The levels of fat solids to liquids as well as the crystal structure will have a big say in how the shortening performs within a cake batter, and this will have a big impact on the finished product characteristics. 

“It’s not only the solids but how they interact with each other and how they crystallize together,” said Frank Flider, oils consultant, United Soybean Board. “Some tend to be very gritty. Others tend to be very light and fluffy. … If you have too much saturates in the shortening or saturates in the wrong place with triglycerides, you may have a different crystal structure.” 

The finished product really guides the level of solids and the crystallization properties bakers should be pursuing with their shortenings. The type of cake and its expected texture and rise, as well as whether the cake will be frozen for shipping and storage, will have an impact on what shortening a baker chooses. 

“Bakery shortenings are formulated with blends of different base stocks and source oils to control melting characteristics, solid fat content and crystal habit, which contribute to creaming quality,” said Jackie Steffey, senior customer innovation manager, AAK. “Chilling and tempering conditions used during bakery shortening production impact the plasticity of the shortening, which directly influences the creaming and dispersion.” 

Without taking process considerations into account, bakers may choose a shortening that performs well in theory, but not when the product is out in the field. 

Bakers may also be looking to reduce saturated fats on their Nutrition Facts Panel. This can be difficult as saturated fat is the functional piece of shortening. 
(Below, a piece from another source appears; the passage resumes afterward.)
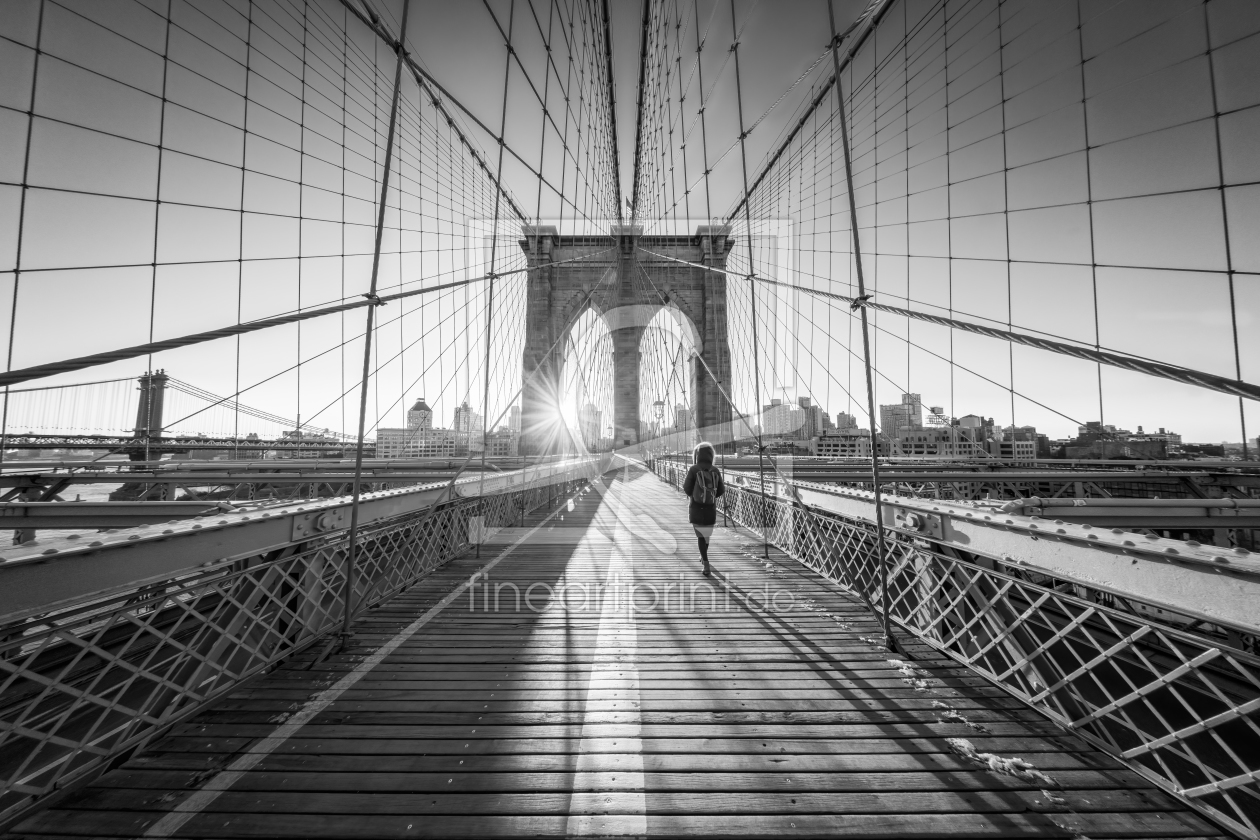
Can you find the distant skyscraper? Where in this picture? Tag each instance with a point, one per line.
(589, 425)
(420, 416)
“We work backwards from the nutritional target the baker is trying to hit,” Dr. Satumba explained. “If we’re lowering the overall saturated fat, is there an alternative ingredient we can add back in to provide the body needed in the final application? While you want to consider the nutritional profile, and reducing saturated fat might be of interest, ultimately the shortening has to deliver the same functionality our customers have become accustomed to.”